I Timothy 2:1-2 "First of all, then, I urge that supplications, prayers, intercessions, and thanksgivings be made for all people, for kings and all who are in high positions, that we may lead a peaceful and quiet life, godly and dignified in every way."

The main thing Christians are urged to pray for, when we pray for politicians, is that government will allow us to lead a peaceful and quiet life, and to let us get on with being Christians. This implies that the main thing that we are to look for from government is to basically leave us alone and protect us from those who would attack us. Which is basically the libertarianism position.

3. If we want to be allowed to lead a peaceful and quiet life, then we should want others to be allowed to lead a quiet life and do what they want to do. As a Christian, you cannot consistently ask the government to grant you the freedom to do what you want, if you, at the same time, want the government to deny others the freedom to do what they want (as long, of course, as it does not hurt someone else). Luke 6:31 "Do to others as you would have them do to you."

4. I have never seen anything in the Bible which suggests that libertarian principles are not compatible with Christianity.

If readers believe that I am wrong, then I invite them to point out my errors.

10 comments:

indigomyth said...

I broadly concur. However, out of curiosity, why do you not agree with the principle of self-ownership?

Stuart said...

Excellent, just what I have been waiting for. I'm going to cross post this one.

indigomyth said...

//...directly defend that freedom.//

The inclusion of the word "directly" is critical, I think, because it denies pre-emptive action against people who have not threatened, or even planned to use, violence. So, for example, having someone high on heroine may be an indirect threat to my safety (they may go mental and hit me), however, until I am directly threatened, I should not aggress.

Young Mr.

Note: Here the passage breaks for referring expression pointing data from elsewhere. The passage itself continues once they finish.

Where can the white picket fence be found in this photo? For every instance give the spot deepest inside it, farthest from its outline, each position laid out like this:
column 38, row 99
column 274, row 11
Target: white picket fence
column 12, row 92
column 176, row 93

Brown said...

"However, out of curiosity, why do you not agree with the principle of self-ownership?"

Biblical principle.

The Apostle Paul tells Christians "You are not your own, for you were bought with a price." (I Corinthians 6:19-20)(The price he refers to is the death of Christ).

In fact, one could argue from the Bible that God owns everyone and everything, by virtue of being our creator: "The earth is the LORD's, and everything in it,
the world, and all who live in it.
" (Psalm 24:1)

I guess it really depends on how one defines "self-ownership", but as a Christian, the idea that I own myself doesn't sound right.

Young Mr. Brown said...

Thanks, Stuart.

I appreciate your kind words about this blog.

indigomyth said...

YMB,
//Biblical principle.//

Fair enough.


//In fact, one could argue from the Bible that God owns everyone and everything, by virtue of being our creator://

I am not a theologian, however, would that not mean that Ford still owned my car, even though I paid money for it?

I suppose there is no equivalent with God is there? A way to buy yourself back off of God

Young Mr. Brown said...

Indigomyth,

You are quite correct.

You can buy your car from Ford, because you gave them your money.

But you cannot buy yourself off of God, because the money (or whatever) that you consider to be yours actually belongs to him, too.

Stewart Cowan said...

I feel bad about not contributing, although I have been thinking about this. To be honest, I don't know. Hope you find my honesty refreshing!

Personally, I prefer society to be constructed out of Christian values and so certain things, like abortion and homosexual behaviour, would be taboo.

Young Mr. Brown said...

Hi Stewart,

Yes, I find your honesty very refreshing. And there are (of course) times when I don't really have anything to say, and hence say nothing.

"Personally, I prefer society to be constructed out of Christian values and so certain things, like abortion and homosexual behaviour, would be taboo."

There are many things that a Christian would prefer that people didn't do. But can all of them be made illegal? I doubt that many people really believe they can.

Young Mr. Brown said...

Oh, and by the way, abortion and homosexual behaviour are very different issues. While libertarians are unanimous in believing that homosexual behaviour should be legal, many libertarians believe that abortion is an act of aggression against an unborn child, and hence should be illegal.